Anthony B was part of the rasta renaissance in the mid 90’s with singers and deejays such as Luciano, Sizzla, Turbulence, Capleton and Buju Banton. His first hit song was the Richard “Bello” Bell produced Fire pon Rome, a tuned banned from the radio waves due to its controversial lyrics. It was also included on his acclaimed debut album Real Revolutionary put out in 1996.
Over these 16 years he has put out some 17 albums and also probably voiced hundreds of cuts for different producers and one riddim compilations. His latest albums have been inconsistent, but single wise he has remained strong, and one of his best releases in recent time is the skanking hip-hop inspired dancehall scorcher Dem Can’t Stop We From Talk.

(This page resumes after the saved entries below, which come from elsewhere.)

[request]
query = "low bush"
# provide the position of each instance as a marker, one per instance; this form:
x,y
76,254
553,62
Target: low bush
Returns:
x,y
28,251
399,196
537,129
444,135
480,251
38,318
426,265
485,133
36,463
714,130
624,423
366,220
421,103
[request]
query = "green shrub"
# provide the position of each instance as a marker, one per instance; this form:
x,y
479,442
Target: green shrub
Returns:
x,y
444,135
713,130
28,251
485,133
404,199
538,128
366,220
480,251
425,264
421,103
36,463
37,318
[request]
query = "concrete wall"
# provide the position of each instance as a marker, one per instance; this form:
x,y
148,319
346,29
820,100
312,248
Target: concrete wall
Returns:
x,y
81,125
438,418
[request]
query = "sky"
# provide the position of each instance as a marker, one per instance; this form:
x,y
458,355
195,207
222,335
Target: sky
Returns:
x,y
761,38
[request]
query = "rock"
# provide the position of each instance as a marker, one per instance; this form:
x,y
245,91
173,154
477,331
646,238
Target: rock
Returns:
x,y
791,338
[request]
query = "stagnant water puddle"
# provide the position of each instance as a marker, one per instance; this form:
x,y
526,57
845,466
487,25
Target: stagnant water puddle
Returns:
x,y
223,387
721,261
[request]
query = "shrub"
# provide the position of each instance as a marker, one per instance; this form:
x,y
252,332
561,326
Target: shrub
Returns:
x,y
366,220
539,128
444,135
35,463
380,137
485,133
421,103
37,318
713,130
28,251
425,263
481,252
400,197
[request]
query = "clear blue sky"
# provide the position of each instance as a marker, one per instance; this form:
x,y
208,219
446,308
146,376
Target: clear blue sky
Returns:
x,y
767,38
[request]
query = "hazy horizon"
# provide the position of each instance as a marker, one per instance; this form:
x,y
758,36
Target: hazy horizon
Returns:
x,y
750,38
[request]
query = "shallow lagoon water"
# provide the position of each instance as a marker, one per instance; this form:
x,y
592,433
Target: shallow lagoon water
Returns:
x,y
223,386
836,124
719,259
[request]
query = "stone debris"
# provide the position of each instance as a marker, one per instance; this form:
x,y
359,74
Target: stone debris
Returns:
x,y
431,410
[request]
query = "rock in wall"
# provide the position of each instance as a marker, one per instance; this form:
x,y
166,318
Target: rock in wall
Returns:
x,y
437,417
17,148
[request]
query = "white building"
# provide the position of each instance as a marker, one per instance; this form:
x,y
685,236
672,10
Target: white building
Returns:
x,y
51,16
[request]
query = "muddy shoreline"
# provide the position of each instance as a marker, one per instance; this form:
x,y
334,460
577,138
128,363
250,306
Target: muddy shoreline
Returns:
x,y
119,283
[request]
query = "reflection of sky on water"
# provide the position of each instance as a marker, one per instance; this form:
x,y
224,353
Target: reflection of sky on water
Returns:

The solid backing on Freedom Fighter is in the same vein as Irievibrations’ previous work – melodic, slick and powerful. Anthony B is a gifted and sharp lyricist. With his authoritative voice and militant chanting style he rails against the injustices in society.
In Born to be Free – one the album’s highlights – he chants “what is the meaning of prison reform, when every criminal turn up in a uniform, man shouldn’t be judged by the place you’re born, but by the work and the duty where you perform” and it sounds like he means it.
Anthony B should however stay away from singing. This style is a taste which I have yet to acquire.